In his celebrated bestseller “The Seven Principles For Making Marriage Work,” Dr. John Gottman talks about the importance of tradition in building and maintaining a dynamic family culture: creating a set of customs (“like Sunday dinner”), rituals (“like a toast after the birth of a child”), and myths (“the stories [family members can] tell themselves… that explain what it means to be a part of their group”).
In developing these traditions and their own micro-culture, families can create shared meaning. This means experiencing a rooted sense of connection through remembering the past while maintaining the flexibility essential to growing together in the future. This involves understanding, appreciating, and encouraging each other in the pursuit of personal and shared dreams.
But how can you gain this understanding and appreciation?
Dr. John Gottman encourages asking open-ended, directive questions when talking about each other’s dreams. In “The Relationship Cure,” he names one of his favorites:
“What’s the story behind that?”
Dreams, as Dr. Gottman explains, tend to come with a narrative. A narrative that the dreamer is often more than happy to share if asked by a curious listener. Show interest and you may be rewarded with a great story and a stronger connection to the storyteller.

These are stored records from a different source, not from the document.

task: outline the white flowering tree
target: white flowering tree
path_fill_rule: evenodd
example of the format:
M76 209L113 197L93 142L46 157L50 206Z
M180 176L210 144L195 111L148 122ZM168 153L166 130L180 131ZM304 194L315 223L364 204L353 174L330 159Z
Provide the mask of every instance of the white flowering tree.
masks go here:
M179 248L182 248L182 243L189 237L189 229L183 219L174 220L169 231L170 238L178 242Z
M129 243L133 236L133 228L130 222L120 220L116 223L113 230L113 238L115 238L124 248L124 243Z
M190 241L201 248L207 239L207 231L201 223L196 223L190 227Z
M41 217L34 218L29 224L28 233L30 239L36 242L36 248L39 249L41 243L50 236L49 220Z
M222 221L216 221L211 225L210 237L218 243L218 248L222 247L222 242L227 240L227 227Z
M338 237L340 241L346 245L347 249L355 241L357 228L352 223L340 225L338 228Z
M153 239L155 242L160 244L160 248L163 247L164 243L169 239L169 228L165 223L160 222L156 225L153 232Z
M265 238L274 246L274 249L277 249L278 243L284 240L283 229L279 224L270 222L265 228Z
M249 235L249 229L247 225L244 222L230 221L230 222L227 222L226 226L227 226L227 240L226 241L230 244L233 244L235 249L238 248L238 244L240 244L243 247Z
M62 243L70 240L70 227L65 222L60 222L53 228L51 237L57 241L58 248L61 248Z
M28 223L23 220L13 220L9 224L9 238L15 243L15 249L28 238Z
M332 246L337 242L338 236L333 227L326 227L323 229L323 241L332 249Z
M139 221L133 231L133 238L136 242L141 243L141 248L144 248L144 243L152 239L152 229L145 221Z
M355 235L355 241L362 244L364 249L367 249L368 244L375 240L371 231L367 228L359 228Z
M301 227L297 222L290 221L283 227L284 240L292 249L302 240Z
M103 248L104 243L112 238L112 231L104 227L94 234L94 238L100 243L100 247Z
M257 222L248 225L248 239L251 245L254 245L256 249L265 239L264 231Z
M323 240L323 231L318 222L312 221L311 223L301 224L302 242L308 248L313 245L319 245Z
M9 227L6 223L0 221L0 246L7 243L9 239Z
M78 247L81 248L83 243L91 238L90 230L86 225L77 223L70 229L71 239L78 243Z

From Hannukah tales to “A Christmas Carol,” the holidays are a time for storytelling. Across generations, characters such as Scrooge, the Grinch, Tiny Tim, and Cindy Lou Who have made an impression. These characters appeal to your emotions and humanity. However, beyond eliciting laughter or tears, these characters and their stories also try to define “right” and “wrong” according to their authors’ philosophies and cultural backgrounds.
Family stories often work in the same way, but can have a far more powerful effect. When members of older generations tell their personal stories, they give younger family members a gift: knowledge of their own family’s history and value system (and access to all of those brilliant inside jokes). The family stories may give newer generations an understanding of the way their teller sees themselves and their family in relation to the world.
When you share family stories, you are often able to come to a deeper mutual understanding through emotional connection. You learn about the storyteller and about yourself. You all are tied together.
Whether you are the storyteller or the listener, you often feel recognized, respected, and appreciated for your role in the family identity.
Make time for storytelling over the hoidays and give each other the best gift possible—the gift of connection to family – a reinforced sense of identity, heritage, and shared meaning.